Quality care is generally considered to be that which is safe, effective, patient-centered, timely, equitable, and reliable (IOM 2001). At the system level, quality improvement efforts should focus on receipt of the right care, at the right time, in the right setting, all the time (HHS 2011). Ultimately care should be provided that leads to the best outcomes for patients—improvement in health, maintenance of function, and for patients who are in declining health, appropriate and effective care and supportive services that improve quality of life.

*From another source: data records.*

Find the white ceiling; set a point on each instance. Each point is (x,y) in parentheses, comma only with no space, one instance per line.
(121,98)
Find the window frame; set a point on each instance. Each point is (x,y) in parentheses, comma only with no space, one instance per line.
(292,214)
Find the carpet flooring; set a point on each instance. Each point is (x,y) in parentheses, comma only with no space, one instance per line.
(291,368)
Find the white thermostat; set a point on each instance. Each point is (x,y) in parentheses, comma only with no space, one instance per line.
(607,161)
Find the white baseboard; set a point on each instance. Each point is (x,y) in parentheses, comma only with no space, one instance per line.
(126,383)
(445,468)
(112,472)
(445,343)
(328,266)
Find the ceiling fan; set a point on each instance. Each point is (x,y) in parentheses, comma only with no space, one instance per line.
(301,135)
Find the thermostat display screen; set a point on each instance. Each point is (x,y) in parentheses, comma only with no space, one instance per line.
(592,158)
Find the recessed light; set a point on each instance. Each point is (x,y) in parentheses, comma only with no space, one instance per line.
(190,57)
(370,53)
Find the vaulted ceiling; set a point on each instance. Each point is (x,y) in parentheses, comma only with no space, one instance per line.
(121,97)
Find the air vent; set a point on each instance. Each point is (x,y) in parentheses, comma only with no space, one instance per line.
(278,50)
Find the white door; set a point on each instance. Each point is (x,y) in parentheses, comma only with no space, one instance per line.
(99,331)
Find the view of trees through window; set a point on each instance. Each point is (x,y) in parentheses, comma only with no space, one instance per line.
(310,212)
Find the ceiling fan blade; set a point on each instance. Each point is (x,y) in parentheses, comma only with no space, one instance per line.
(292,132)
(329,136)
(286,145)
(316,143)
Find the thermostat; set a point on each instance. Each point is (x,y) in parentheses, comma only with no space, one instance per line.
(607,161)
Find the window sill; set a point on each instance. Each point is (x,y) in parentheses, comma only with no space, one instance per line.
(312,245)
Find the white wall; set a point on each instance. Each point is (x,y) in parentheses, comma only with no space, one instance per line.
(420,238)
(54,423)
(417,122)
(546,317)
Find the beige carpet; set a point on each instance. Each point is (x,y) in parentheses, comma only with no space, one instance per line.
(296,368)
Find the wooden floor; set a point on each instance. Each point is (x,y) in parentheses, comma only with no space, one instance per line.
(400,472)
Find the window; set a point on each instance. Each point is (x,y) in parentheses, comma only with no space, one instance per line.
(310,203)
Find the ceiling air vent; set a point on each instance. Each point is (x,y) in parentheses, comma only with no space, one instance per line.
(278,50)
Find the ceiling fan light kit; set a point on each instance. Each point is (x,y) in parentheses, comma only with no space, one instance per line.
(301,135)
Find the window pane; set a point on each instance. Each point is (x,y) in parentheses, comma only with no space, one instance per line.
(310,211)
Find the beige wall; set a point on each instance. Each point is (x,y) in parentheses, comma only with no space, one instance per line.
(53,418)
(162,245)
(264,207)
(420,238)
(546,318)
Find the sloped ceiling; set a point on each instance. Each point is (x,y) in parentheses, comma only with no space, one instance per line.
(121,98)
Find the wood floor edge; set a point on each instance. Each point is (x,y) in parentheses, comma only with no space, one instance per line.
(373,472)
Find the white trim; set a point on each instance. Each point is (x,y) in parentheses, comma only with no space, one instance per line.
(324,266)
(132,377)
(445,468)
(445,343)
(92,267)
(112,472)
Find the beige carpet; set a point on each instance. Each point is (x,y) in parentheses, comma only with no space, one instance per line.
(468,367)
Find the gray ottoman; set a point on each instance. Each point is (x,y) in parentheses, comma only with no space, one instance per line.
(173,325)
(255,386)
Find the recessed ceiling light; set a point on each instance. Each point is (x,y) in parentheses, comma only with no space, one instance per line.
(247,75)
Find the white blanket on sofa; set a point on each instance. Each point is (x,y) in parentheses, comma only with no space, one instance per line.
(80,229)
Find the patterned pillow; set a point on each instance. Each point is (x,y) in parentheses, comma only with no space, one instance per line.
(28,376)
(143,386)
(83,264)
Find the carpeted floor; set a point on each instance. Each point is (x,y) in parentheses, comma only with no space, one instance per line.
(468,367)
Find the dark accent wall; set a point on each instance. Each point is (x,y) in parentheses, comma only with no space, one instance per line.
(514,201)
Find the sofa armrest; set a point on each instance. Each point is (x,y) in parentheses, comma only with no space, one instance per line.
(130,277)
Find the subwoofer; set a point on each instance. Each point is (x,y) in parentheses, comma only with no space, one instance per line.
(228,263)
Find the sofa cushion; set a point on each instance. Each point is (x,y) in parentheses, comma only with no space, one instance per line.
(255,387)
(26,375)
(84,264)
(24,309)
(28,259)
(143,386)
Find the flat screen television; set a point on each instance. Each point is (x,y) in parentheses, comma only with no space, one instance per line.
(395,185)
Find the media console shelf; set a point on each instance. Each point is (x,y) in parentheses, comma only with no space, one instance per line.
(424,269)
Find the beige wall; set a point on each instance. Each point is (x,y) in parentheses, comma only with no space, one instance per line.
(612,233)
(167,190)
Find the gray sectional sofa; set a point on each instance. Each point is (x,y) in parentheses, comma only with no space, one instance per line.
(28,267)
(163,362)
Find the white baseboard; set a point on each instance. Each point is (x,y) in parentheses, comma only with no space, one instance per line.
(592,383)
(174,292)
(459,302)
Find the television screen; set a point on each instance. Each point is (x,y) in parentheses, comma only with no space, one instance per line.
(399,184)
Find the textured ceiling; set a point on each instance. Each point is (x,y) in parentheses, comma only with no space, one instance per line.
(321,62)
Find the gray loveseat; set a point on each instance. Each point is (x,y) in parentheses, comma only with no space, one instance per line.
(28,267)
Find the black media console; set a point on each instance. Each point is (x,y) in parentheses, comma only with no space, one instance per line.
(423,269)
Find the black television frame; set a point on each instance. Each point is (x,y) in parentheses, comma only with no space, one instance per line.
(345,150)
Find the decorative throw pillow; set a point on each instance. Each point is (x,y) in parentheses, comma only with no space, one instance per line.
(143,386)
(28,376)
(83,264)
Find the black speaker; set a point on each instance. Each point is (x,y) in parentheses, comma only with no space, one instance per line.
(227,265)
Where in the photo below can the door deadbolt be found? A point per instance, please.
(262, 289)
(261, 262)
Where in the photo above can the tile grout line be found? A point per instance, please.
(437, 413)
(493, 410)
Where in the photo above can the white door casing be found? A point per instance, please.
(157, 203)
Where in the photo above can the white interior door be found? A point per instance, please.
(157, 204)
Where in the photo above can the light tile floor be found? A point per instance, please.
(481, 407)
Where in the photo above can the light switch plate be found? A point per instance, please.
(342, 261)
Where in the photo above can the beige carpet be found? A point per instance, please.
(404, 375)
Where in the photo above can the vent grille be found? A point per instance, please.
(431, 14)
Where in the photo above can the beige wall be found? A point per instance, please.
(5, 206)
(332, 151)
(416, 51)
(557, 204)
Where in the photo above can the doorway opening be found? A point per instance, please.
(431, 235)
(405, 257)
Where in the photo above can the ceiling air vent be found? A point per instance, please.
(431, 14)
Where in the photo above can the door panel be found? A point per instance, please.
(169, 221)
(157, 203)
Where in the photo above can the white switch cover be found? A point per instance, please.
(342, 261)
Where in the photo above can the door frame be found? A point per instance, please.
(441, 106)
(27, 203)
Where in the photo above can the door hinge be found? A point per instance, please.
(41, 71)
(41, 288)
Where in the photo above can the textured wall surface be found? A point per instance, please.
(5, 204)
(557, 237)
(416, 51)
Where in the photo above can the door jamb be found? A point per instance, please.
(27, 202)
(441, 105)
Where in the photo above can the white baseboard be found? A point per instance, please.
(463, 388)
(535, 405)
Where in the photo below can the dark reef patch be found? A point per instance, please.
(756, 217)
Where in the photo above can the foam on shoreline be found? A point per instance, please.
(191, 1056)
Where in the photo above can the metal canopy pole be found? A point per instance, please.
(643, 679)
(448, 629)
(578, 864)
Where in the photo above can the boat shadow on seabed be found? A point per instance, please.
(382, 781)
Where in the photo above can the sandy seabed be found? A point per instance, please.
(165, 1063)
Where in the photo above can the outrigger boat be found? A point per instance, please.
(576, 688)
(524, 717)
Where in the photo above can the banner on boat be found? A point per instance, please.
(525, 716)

Medicaid and CHIP programs engage in quality improvement through delivery system design, payment incentives, and holding plans and providers accountable for desired quality and cost outcomes. States are increasingly incorporating quality measures into their payment and purchasing strategies. They set quality standards in managed care contracts and create incentives for plans to meet targets for improvements in the process and outcome of care, and in the patient experience.
Children and adult quality measures
The Children’s Health Insurance Program Reauthorization Act of 2009 (CHIPRA, P.L. 111-3) required the Centers for Medicare & Medicaid Services to develop a core set of children’s health care quality measures in Medicaid and CHIP (§1139A of the Social Security Act). The Patient Protection and Affordable Care Act (ACA, P.L. 111-148, as amended) further required the development of a core set of adult health care quality measures in Medicaid (§1139B of the Social Security Act) for voluntary use by states, managed care organizations, and providers.
The children’s quality measure set, developed in 2009, includes duration and stability of coverage measures, preventive care measures and measures for patients with special health needs. CMS is required to report to Congress every three years on the status of voluntary reporting on the core quality measures and on other efforts to advance quality of care in Medicaid and CHIP.
CMS and the Agency for Health Care Research and Quality (AHRQ) developed the core set of adult quality measures in 2011, and voluntary reporting of these measures began in 2014. The adult measures include, but are not limited to, process measures for receipt of screenings and vaccinations; outcomes measures for a variety of readmissions—for example, diabetes complications or congestive heart failure; and measures of patients’ experience of care.